Samuel Ruben in his lab. Photo from the Seaborg Archive, Lawrence Berkeley Lab. Undated photo, early 1940s.

Samuel Ruben was born in San Francisco, November 8, 1913. He was awarded the B.S. degree in 1935 and the Ph.D. degree in 1938 by the University of California. His death, September 28, 1943, resulted from an accident in the laboratory while he was working as Official Investigator for the Office of Scientific Research and Development.

Rarely has the world of science known a young man so keen in analysis of complex problems and so resourceful in devising new and original techniques for their solution. He was not one to follow beaten paths. His genius lay in exploring new fields. His own scientific contributions were outstanding and the methods which he originated will be employed by generations of chemists in pursuing the ever-expanding circle of research which he initiated.

Dr. Ruben's greatest achievements resulted from the use of radioactive isotopes of the light elements as tracers to follow the course of biological reactions. He was codiscoverer of the isotope carbon 14, but many of his experiments were performed with the short-lived carbon II. In these experiments he displayed great ingenuity in devising methods which enabled the entire experimental procedures to be completed in the course of a few hours.

His research in photosynthesis received world-wide recognition. This work revolutionized traditional points of view which had been generally accepted, and the continuation of his method of attack promises to unravel the process of photosynthesis which has long remained so mysterious.

He was an inspiring teacher, handling equally well the large elementary lecture course and the small graduate seminar. His generosity and his unselfish expenditure of his own time and energy in helping others engendered the love and admiration of his colleagues.

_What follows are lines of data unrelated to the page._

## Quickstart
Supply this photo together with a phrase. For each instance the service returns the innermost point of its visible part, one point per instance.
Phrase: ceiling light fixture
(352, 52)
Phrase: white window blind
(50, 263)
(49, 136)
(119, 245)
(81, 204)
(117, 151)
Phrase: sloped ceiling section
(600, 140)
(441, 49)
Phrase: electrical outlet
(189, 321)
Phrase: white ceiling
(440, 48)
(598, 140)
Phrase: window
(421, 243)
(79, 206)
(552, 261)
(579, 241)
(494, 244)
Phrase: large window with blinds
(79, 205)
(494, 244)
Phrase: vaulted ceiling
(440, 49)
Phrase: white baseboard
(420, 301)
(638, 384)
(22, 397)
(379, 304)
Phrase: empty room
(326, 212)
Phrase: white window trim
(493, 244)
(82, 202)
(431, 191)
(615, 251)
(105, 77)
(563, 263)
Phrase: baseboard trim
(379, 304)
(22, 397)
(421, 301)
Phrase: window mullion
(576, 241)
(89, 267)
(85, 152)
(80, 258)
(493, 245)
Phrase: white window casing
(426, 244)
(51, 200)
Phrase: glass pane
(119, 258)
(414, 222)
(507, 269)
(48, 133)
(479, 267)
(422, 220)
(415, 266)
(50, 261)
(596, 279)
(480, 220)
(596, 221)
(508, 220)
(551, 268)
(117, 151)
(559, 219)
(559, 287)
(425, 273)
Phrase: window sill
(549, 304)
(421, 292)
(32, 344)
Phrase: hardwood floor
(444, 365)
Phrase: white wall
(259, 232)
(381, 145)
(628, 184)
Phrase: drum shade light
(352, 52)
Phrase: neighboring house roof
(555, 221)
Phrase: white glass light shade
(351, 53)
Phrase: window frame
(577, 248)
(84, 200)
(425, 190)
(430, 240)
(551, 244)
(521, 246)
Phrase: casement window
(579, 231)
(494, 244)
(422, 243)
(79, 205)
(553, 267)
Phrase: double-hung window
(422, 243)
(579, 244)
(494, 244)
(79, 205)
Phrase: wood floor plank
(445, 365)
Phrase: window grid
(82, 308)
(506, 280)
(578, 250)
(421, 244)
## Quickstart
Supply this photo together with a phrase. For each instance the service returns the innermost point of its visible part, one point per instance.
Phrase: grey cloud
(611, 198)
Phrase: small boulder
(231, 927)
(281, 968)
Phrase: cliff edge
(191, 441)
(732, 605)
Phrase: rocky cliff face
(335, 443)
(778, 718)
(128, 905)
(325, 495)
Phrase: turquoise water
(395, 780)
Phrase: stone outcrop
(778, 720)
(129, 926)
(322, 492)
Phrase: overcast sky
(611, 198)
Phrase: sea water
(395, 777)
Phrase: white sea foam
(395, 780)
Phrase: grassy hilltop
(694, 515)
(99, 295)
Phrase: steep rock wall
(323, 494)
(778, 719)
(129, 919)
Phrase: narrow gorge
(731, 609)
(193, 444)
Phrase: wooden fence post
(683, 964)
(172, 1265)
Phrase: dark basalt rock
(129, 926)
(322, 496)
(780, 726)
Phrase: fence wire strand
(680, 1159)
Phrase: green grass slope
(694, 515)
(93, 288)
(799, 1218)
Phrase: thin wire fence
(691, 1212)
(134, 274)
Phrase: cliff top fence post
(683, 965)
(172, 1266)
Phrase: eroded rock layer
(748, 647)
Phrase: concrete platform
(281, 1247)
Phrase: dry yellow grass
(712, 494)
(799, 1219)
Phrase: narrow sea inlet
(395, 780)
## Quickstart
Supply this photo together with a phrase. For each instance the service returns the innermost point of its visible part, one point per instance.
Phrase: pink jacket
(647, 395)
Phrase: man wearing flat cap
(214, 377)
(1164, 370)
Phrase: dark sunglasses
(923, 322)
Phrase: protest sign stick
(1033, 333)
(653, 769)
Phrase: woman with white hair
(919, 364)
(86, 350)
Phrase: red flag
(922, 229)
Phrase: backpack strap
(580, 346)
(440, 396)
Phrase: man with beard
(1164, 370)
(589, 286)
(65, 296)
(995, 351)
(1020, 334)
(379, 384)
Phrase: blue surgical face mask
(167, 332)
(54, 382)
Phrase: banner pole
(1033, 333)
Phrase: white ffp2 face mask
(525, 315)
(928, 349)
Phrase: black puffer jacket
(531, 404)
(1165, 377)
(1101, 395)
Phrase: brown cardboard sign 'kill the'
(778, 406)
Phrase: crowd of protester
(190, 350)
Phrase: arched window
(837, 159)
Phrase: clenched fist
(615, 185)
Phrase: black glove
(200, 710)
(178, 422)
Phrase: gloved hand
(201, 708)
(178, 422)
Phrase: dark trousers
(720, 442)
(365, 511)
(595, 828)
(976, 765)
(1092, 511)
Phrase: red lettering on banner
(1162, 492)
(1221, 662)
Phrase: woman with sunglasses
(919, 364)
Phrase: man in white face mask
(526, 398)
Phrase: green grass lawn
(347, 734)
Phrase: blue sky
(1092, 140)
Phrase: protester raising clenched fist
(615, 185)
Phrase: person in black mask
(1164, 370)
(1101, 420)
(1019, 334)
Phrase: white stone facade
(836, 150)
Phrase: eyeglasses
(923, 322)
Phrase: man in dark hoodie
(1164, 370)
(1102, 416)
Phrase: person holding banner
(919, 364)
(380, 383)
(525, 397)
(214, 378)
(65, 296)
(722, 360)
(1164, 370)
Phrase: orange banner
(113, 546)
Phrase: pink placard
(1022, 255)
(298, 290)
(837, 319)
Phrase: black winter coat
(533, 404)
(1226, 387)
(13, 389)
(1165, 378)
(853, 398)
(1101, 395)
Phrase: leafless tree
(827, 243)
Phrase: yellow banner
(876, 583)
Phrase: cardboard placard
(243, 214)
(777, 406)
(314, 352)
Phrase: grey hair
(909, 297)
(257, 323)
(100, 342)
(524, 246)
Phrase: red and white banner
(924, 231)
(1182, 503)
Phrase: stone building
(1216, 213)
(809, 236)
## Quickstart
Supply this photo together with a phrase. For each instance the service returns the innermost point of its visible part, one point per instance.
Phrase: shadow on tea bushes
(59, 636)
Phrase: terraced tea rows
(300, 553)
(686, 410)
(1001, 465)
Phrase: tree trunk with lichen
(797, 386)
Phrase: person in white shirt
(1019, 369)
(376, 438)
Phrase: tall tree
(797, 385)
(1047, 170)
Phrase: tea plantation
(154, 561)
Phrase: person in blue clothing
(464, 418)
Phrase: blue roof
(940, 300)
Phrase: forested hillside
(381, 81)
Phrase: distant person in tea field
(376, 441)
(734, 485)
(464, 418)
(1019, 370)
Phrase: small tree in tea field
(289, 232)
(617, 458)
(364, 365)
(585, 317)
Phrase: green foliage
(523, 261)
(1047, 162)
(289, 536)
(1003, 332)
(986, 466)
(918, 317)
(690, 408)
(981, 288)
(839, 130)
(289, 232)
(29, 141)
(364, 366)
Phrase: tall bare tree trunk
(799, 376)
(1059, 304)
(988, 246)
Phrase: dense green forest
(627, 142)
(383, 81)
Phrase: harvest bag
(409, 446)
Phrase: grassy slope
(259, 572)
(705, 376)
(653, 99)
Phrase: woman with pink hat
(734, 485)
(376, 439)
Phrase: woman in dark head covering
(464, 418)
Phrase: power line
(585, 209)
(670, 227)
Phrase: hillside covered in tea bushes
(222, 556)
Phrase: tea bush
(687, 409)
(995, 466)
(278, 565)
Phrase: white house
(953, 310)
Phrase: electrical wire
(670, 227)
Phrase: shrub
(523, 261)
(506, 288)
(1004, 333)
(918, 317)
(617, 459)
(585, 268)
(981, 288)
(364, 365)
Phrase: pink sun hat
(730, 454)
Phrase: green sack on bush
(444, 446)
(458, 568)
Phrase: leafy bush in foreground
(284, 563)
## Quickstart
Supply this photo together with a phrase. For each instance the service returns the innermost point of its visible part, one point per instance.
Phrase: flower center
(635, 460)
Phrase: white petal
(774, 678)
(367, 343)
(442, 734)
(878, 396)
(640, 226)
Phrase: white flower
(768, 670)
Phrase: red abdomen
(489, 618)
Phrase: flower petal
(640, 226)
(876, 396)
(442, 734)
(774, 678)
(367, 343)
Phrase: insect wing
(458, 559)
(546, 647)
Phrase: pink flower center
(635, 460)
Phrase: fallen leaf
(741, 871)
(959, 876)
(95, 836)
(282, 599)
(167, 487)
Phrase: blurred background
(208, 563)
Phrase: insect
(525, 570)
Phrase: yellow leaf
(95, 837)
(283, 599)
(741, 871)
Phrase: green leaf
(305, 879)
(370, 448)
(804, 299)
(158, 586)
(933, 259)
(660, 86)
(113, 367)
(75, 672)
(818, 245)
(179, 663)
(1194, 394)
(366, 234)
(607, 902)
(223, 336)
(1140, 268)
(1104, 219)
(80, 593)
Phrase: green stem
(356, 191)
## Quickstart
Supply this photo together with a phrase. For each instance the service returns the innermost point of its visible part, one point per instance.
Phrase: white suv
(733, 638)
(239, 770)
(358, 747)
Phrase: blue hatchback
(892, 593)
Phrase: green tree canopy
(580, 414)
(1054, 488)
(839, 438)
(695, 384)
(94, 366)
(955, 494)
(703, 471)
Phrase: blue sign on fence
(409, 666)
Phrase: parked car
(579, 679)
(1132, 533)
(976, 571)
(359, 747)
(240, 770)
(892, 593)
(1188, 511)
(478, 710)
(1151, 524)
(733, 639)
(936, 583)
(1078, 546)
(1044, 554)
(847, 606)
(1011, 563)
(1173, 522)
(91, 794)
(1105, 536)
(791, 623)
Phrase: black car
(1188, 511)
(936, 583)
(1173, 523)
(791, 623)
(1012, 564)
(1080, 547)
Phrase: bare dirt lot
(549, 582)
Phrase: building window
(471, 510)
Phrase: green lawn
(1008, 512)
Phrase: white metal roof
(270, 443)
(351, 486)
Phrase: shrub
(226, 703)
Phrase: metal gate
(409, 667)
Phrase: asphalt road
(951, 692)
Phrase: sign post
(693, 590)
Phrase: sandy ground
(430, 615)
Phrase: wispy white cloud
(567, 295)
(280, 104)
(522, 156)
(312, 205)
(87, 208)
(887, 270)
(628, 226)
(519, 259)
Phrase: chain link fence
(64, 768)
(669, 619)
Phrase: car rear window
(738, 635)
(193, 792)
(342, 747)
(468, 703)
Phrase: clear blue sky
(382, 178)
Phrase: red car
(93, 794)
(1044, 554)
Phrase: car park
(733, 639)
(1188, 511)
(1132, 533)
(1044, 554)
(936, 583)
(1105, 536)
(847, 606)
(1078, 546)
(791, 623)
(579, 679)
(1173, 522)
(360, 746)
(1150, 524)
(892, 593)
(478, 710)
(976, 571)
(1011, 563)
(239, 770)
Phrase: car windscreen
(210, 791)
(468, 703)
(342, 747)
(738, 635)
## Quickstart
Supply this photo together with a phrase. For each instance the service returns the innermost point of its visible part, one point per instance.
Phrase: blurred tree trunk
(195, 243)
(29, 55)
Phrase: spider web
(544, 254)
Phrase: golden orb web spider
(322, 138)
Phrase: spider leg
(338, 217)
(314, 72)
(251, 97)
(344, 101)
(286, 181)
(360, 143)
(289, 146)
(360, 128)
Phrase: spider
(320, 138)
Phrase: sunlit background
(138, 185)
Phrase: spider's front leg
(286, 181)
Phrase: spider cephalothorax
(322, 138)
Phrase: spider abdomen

In 1935 he married Helena West. He is survived by his widow and three children.

For several months preceding his death Ruben had devoted his full energy to a war research program, obtaining by his extraordinary talents important results within a very brief period. On the day of the accident, he had received a message requesting a certain experiment. The work was hazardous. In the manner so characteristic of his nature, he himself assumed the responsibility and shielded his assistants from the danger. The loss to science and the University is indeed great.